Sanità, Savarino: “Più posti letto e reparti negli ospedali di Sciacca, Licata a Canicattì”

“Voglio intervenire sul tema della sanità nell’agrigentino per smorzare il clima di allarmismo che artatamente qualcuno sta alimentando in merito alla possibilità che vengano effettuati  innumerevoli tagli ai posti letto in provincia di Agrigento”. Lo dichiara, in una nota, la presidente della commissione Territorio Ambiente e Mobilità dell’Ars Giusy Savarino, che aggiunge: “L’Assessore Razza sta predisponendo la nuova rete ospedaliera, dopo avere ascoltato le parti sociali e i rappresentanti delle categorie. Questo permetterà, dopo le stabilizzazioni e le mobilità che l’assessore ha attivato anche nella nostra Asp, di riaprire concorsi e dare finalmente serenità e prospettiva a tutto il comparto. Il decreto Balduzzi – aggiunge – ci obbliga a determinate scelte, che subiamo e per le quali abbiamo chiesto di intervenire con una proroga dell’entrata in vigore della rete per consentire al nuovo governo di compiere valutazioni anche sulla modifica della normativa nazionale.

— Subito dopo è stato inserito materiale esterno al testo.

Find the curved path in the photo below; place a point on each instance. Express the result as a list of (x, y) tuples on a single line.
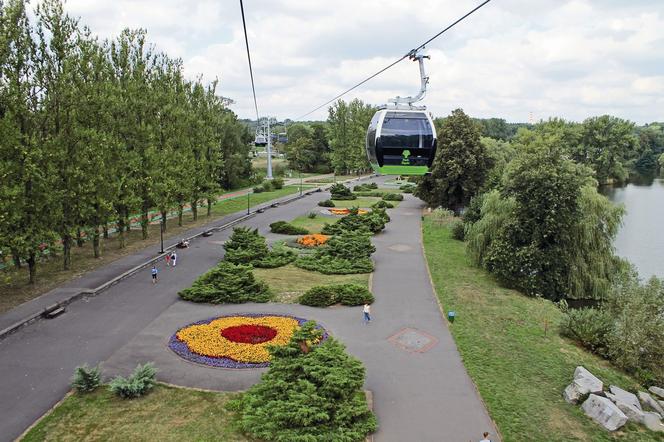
[(421, 390)]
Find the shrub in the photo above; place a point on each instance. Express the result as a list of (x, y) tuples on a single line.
[(323, 400), (382, 205), (458, 231), (393, 197), (245, 246), (327, 295), (227, 283), (86, 378), (341, 192), (138, 384), (286, 228)]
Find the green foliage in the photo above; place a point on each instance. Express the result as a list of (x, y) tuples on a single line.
[(346, 253), (372, 222), (393, 197), (285, 228), (310, 393), (627, 327), (460, 167), (382, 205), (327, 295), (227, 283), (141, 381), (458, 232), (86, 378)]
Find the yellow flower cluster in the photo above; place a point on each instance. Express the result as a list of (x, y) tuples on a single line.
[(206, 339)]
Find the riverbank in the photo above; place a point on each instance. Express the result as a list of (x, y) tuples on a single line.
[(520, 371)]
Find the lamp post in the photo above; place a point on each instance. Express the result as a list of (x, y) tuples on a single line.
[(161, 233)]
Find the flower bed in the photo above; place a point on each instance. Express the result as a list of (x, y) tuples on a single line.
[(238, 341), (343, 211), (312, 240)]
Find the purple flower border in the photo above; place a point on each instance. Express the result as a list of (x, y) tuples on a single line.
[(182, 349)]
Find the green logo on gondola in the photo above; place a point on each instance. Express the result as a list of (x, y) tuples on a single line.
[(406, 154)]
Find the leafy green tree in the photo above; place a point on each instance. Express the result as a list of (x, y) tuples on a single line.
[(312, 392), (460, 167), (607, 143)]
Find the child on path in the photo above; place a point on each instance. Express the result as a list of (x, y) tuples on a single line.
[(367, 313), (154, 272)]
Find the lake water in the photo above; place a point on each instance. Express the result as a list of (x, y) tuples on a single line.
[(641, 238)]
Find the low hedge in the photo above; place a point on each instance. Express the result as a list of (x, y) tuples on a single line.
[(345, 294), (286, 228), (393, 197)]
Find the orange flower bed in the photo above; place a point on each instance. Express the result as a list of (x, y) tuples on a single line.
[(313, 240), (345, 211)]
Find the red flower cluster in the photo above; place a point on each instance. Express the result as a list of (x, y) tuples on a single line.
[(249, 334)]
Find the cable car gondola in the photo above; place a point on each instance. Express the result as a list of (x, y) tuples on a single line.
[(401, 138)]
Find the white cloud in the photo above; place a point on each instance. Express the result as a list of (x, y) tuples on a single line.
[(572, 59)]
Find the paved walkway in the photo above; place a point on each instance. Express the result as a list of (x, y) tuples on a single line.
[(419, 395)]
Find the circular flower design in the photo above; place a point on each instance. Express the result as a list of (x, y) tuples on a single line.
[(238, 341)]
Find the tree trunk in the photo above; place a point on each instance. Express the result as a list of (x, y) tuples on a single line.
[(95, 242), (16, 258), (32, 267), (163, 220), (194, 209), (79, 238), (66, 251)]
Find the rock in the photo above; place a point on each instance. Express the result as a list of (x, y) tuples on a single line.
[(620, 395), (652, 421), (604, 412), (584, 382), (648, 401), (657, 391)]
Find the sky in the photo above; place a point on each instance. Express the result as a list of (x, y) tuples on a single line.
[(513, 59)]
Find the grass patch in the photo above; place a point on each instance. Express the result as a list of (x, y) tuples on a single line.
[(519, 371), (16, 290), (313, 225), (289, 282), (166, 414)]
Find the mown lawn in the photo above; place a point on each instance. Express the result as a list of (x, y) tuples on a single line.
[(165, 414), (519, 371), (289, 282), (14, 286)]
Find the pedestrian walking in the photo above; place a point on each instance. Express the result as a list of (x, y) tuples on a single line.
[(367, 313)]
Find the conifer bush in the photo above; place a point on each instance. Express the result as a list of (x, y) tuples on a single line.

Se poi si considera che ad ogni intervento proprio l’Assessore Razza ha detto che la bozza in discussione è in via di definizione e terrà conto di tutte le indicazioni provenienti dai territori e dalle parti sociali, davvero tutte queste polemiche appaiono del tutto pretestuose. La verità è che il nuovo documento prevede più unità, più posti letto e reparti anche e soprattutto in quegli ospedali periferici da Sciacca, Licata a Canicattì, trascurati ed abbandonati dalla politica degli ultimi dieci anni. E io immagino che ai cittadini interessi di più avere a disposizione oltre cento  nuovi posti letto rispetto a quelli esistenti, nuovi reparti, piuttosto che vedere qualche responsabile di servizio guadagnare di più facendo il primario. Monitoreremo che la qualità del servizio sanitario per i pazienti vada migliorando fino a diventare una eccellenza.  Avevamo promesso con il Presidente Musumeci maggiore attenzione a tutti i territori e così sarà”, conclude la Savarino.